Nachdem unter der glücklichen Führung unseres Fürsten der papistische Unrat abgelegt worden ist, bewohnt der segenspendende (neue) Glaube unsere Häuser. Was aber dem frommen Volk, was dem Rat am Herzen liegt, daß nämlich die Ehre der empfangenen Religion wachse, das zeigt dieses Werk, das mit großem Aufwand erbaut ist und sowohl die Welt als auch Gott ergötzt. Der du, Erlöser, uns aufträgst, kunstreiche Instrumente zu bauen, mach uns, Christus, zu Instrumenten deiner Königsherrschaft! Magister Heinrich Meibom hat dies gedichtet. (B)

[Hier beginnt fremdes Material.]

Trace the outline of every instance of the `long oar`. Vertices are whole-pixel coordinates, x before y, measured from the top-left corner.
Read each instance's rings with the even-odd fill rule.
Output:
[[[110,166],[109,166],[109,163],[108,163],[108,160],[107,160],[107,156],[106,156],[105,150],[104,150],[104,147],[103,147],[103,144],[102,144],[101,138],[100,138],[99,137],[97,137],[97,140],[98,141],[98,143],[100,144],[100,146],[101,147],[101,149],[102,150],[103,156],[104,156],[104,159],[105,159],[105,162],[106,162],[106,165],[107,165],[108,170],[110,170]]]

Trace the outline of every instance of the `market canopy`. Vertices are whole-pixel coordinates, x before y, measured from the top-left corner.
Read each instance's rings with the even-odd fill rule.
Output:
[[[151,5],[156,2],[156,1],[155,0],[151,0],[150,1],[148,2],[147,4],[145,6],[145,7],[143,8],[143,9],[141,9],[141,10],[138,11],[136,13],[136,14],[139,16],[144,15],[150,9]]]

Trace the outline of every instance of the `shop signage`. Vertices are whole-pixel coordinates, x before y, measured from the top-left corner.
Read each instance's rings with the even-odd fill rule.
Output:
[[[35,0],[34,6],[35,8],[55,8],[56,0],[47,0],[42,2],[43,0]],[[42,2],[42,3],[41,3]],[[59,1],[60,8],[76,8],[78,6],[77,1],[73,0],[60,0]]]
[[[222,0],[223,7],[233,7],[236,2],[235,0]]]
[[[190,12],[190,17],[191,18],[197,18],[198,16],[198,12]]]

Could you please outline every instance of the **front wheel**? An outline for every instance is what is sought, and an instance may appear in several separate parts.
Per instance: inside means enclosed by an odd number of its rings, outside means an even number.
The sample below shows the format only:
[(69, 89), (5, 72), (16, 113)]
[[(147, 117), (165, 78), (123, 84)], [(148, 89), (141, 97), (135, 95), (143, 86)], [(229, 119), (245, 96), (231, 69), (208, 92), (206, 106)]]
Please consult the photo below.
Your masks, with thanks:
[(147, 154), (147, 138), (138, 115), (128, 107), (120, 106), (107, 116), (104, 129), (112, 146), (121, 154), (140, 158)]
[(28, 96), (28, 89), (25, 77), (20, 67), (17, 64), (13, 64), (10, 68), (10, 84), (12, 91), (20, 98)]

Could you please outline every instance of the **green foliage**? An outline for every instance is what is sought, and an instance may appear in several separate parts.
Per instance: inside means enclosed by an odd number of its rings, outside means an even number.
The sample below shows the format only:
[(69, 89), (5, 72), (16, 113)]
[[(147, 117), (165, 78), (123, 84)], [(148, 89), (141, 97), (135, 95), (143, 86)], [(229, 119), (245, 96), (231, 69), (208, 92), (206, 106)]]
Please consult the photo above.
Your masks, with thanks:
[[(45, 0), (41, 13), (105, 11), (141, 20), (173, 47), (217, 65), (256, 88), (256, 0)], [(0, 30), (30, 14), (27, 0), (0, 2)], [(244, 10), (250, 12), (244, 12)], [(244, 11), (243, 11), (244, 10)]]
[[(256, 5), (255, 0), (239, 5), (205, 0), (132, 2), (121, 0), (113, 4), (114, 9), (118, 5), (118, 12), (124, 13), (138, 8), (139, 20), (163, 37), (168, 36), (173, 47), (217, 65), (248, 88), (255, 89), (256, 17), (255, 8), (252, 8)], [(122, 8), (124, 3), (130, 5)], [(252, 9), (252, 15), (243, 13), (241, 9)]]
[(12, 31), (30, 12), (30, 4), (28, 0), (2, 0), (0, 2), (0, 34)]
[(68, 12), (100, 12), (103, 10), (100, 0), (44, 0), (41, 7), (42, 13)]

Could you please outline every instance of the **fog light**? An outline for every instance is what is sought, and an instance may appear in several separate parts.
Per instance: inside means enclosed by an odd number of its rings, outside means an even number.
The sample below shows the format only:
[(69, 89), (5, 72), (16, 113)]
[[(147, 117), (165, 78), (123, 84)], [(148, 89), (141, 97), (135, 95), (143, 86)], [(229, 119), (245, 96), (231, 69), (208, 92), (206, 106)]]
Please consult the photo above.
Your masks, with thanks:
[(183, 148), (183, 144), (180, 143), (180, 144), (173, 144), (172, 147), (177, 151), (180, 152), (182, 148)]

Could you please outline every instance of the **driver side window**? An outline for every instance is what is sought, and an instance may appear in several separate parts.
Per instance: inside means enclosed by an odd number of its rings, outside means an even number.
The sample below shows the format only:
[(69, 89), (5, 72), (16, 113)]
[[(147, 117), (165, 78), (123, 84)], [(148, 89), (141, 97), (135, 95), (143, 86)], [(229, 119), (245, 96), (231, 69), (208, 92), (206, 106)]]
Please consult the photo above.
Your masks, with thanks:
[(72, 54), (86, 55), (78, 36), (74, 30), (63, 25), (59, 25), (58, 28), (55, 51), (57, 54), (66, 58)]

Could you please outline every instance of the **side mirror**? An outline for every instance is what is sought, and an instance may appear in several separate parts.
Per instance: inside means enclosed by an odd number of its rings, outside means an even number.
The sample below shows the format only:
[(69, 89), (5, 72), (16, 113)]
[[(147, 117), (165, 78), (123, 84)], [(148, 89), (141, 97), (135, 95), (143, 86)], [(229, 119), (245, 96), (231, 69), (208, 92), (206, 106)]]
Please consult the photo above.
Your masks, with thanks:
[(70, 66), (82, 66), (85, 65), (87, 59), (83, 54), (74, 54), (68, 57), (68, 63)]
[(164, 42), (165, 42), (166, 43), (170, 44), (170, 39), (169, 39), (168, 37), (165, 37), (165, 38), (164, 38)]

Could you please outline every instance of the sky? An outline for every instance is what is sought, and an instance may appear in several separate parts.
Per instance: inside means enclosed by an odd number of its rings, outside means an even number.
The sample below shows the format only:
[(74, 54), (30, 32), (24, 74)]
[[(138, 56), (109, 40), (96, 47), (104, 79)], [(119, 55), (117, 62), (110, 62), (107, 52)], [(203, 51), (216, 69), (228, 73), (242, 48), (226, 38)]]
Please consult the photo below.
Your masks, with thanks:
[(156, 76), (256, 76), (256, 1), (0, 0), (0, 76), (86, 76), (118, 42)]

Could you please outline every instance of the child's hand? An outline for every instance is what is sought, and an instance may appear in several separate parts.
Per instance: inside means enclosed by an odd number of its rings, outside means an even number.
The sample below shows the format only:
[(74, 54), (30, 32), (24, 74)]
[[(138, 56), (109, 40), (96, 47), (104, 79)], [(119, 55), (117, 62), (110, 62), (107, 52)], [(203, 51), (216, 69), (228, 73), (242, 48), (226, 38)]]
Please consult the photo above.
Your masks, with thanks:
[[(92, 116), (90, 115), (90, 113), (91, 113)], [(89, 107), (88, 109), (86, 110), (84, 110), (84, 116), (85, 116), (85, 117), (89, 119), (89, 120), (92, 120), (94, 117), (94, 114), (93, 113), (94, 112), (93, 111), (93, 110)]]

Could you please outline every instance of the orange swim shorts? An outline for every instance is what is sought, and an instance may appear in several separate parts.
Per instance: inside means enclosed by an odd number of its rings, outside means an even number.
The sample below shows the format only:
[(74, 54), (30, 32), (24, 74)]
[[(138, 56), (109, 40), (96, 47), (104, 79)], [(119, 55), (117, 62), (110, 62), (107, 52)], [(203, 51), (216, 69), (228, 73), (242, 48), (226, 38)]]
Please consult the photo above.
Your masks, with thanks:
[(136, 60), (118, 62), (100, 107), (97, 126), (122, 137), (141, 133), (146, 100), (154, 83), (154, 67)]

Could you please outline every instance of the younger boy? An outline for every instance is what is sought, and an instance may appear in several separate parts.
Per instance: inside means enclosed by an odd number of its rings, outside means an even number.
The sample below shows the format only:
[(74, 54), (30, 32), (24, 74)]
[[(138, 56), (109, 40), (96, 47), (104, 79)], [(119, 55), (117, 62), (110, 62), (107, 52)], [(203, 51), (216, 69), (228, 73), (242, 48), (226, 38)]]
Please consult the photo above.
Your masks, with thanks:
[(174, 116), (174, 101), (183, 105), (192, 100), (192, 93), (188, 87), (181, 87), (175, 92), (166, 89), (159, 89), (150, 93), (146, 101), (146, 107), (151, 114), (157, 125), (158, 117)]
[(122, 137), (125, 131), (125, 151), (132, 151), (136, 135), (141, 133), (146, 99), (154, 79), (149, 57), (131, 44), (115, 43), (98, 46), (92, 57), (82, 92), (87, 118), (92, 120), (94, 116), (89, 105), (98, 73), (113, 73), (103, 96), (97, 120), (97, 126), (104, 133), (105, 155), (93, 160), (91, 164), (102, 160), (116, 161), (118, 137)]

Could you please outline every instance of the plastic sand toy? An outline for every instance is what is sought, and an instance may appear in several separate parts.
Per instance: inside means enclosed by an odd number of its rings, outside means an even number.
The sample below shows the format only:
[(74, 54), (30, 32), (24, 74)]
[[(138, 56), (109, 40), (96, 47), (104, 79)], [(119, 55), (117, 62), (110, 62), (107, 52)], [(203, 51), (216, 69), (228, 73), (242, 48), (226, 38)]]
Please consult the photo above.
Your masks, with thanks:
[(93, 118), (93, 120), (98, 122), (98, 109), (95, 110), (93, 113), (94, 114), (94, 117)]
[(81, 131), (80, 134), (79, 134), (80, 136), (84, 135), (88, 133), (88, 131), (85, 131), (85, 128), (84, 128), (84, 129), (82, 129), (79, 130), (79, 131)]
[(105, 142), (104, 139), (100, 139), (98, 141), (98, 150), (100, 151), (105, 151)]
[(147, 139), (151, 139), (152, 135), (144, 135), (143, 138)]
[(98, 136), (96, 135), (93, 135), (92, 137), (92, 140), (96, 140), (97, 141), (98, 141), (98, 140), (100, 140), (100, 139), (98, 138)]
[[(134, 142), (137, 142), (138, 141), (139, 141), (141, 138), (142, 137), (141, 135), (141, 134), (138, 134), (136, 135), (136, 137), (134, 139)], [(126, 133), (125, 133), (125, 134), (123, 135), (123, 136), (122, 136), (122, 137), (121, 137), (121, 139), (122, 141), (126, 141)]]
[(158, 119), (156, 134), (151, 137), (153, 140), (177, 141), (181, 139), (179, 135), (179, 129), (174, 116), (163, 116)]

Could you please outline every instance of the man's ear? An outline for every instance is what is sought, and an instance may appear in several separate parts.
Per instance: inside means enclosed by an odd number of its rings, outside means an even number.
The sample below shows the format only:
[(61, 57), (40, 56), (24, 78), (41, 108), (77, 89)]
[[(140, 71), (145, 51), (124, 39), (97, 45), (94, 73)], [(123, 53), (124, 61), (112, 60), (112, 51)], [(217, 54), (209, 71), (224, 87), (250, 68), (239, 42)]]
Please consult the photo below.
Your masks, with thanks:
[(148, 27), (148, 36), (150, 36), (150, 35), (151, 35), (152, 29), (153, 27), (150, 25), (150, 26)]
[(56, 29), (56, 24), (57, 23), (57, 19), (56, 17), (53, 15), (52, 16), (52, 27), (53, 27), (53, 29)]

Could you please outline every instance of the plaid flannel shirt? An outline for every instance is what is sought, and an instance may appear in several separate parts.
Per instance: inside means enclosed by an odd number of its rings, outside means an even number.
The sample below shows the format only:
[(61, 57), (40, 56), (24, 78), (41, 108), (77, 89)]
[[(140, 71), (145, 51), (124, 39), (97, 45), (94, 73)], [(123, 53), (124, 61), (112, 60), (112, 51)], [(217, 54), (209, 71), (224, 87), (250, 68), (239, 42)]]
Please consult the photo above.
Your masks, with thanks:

Versmaß: Elegische Distichen (B).

Kommentar

Der Verfasser von Inschrift B, Heinrich Meibom d. Ä. (1555–1625)3), erwarb 1580 den Magistergrad an der Universität Helmstedt und wurde 1583 ebenda zum Professor für Dichtkunst und Geschichte ernannt. Ein Beleg dafür, daß er auch nach 1583 seine Gedichte weiterhin nur mit dem Magistertitel, wie in Inschrift B, unterzeichnet, hat sich nicht finden lassen. Das Gedicht dürfte also zwischen 1580 und 1583 verfaßt sein, eben um die Zeit, als sich auch die Orgelempore in der Planung bzw. im Bau befand (vgl. Nr. 87). Die gesamte Baumaßnahme diente der repräsentativen Umgestaltung der Stadtkirche St. Stephani auch zur Universitätskirche. Anders als bei der Empore Nr. 87 scheinen allerdings hier nach dem Wortlaut des Meibomschen Gedichtes Gemeinde und Rat der Stadt (plebs, senatus) für die Finanzierung aufgekommen zu sein. Neben dem Hinweis auf den heiligen Zweck der Orgel gehört die Nennung des Stifters zu den Bestandteilen Meibomscher Orgelinschriften4).

Anmerkungen

  1. Dazu E. Bittcher, Orgelbauer an St. Stephani. In: Festschrift St. Stephani Helmstedt – Orgelweihe: 25. Mai 1975 – 825-Jahr-Feier: 1. Juni 1975. (Hg. vom Kirchenvorstand St. Stephani, Helmstedt 1975, ohne Seitenzahl).
  2. Böhmer, Inscriptiones, S. 27 hat sie durch den Zusatz DISTICHA ORGANIS QVAE VOCANT musicis inscripta als Orgelinschrift gekennzeichnet. Die von Querner überlieferte Inschrift dürfte nach dem gleichen Zusatz, gleicher Zeichensetzung und Orthographie nur eine Abschrift von Böhmer sein, so daß Querner als Zeuge für das Vorhandensein der Inschrift noch um 1850 kaum in Frage kommt.
  3. Zu ihm NDB 16, 1990, S. 629f.
  4. So in der Inschrift für die Orgel des Klosters Mariental, Landkreis Helmstedt. Erstveröffentlichung durch Meibom in: Ders., Parodiarum Horatianarum libri duo. Item sylvarum libri duo, Helmstedt 1588, dort sylvarum liber primus, S. 29. Zur Marientaler Inschrift vgl. Wehking/Wulf, Inschriften und Graffiti, Nr. 36. Eine Veröffentlichung der Orgelinschrift von St. Stephani durch Meibom läßt sich nicht nachweisen.

Nachweise

  1. Böhmer, Inscriptiones, S. 27.
  2. Querner 2 (nach Böhmer?).

Zitierhinweis:
DI 61, Stadt Helmstedt, Nr. 86 (Ingrid Henze), in: www.inschriften.net, urn:nbn:de:0238-di061g011k0008606.